Mollie Ray Carroll (January 8, 1890 – 1977) was an American economist and settlement worker, best known for her book Labor and Politics: The Attitude of the American Federation of Labor Toward Legislation and Politics (1923).

== Early life and education ==
Carroll was born in Des Moines, Iowa and raised in Chicago, the daughter of Alonzo Neighton Carroll and Rachel Pauline Morgan Carroll. She received a bachelor's degree in 1911 and her master's degree in 1915, and completed a PhD in 1920, all at the University of Chicago.

== Career ==
Carroll was general secretary of the university YWCA in Lawrence, Kansas as a young woman. She taught economics at Goucher College in the 1920s, and was an organizer of the Business and Professional Woman's Club in Baltimore. She was active in the League of Women Voters (LWV) at the national level, and represented the LWV at an international suffrage meeting in Berlin in 1929. She received a Guggenheim Fellowship in 1927 to study the system of unemployment insurance in Germany.
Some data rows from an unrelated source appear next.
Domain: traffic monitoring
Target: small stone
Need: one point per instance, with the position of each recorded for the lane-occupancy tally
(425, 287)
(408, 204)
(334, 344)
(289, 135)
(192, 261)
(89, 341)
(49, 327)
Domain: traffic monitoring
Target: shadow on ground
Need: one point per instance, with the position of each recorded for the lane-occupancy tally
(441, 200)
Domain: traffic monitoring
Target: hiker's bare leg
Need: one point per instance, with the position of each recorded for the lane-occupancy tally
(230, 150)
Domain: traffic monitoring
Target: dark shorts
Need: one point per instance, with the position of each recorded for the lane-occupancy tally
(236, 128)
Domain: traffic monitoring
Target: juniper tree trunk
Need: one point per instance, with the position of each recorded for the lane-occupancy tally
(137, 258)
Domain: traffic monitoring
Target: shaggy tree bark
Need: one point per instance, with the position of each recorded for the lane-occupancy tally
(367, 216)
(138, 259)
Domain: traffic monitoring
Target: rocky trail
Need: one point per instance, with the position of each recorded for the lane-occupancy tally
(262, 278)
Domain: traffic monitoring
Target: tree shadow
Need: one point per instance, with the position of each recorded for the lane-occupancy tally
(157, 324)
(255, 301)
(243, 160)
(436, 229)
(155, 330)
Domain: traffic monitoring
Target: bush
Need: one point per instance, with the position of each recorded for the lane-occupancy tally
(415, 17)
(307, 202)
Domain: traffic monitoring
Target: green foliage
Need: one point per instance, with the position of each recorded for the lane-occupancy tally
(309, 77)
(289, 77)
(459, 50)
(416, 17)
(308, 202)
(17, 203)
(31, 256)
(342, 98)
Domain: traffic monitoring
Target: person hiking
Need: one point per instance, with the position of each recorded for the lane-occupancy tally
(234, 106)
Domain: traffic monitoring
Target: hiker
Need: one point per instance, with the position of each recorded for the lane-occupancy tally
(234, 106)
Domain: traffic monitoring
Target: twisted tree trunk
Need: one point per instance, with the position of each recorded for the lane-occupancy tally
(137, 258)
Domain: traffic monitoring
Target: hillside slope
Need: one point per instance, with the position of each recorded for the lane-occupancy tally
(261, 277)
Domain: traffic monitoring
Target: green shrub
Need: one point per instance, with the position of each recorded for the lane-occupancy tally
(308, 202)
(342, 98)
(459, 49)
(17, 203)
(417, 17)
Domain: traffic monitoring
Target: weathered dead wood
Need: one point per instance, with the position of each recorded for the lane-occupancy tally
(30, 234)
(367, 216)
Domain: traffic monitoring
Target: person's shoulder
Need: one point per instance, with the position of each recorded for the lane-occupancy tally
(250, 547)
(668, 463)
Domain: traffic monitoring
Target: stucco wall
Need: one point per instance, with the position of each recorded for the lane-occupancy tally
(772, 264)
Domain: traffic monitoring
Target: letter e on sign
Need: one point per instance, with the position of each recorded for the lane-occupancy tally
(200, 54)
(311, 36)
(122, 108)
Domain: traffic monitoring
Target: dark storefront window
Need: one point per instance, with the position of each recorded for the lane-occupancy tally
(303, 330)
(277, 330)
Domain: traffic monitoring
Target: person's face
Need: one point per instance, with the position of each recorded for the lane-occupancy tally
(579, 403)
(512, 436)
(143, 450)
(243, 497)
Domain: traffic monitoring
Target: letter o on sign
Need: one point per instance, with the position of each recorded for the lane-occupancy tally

In 1930 Carroll became head resident of the University of Chicago Settlement, and taught social service courses at the University of Chicago. In 1931 she addressed the statewide conference of the Iowa Federation Business and Professional Woman's Clubs. She was director of research at the Workers' Education Bureau of the American Federation of Labor in 1937. In 1938, she was described as an industrial economist at the United States Department of Labor.

== Publications ==

=== Books ===
- Labor and politics; the attitude of the American Federation of Labor toward legislation and politics (1923)
- Our Wants and How they are Satisfied (1930)
- Unemployment Insurance in Germany (1930)
- Unemployment Insurance in Austria (1932)
- American workers' education; its meaning, methods, and policies (1936, with Spencer Miller Jr.)

=== Articles ===

- "Some Problems in the Training of Social Workers" (1923)
- "Women and the international labor movement" (1924)
- "Legislation and the Minimum Wage" (1926)
- "Recent Improvements in German Social Statistics" (1928)
- "Two Years of German Unemployment Insurance" (1929)
- "Present-Day Social Insurance in Germany" (1929)
- "Amending the German Unemployment Insurance Act" (1930)
- "Will Germany's Social Services Survive?" (1935)

== Personal life ==
Carroll was engaged to Kentucky clergyman Dilworth R. Lupton in 1917. She died in 1977.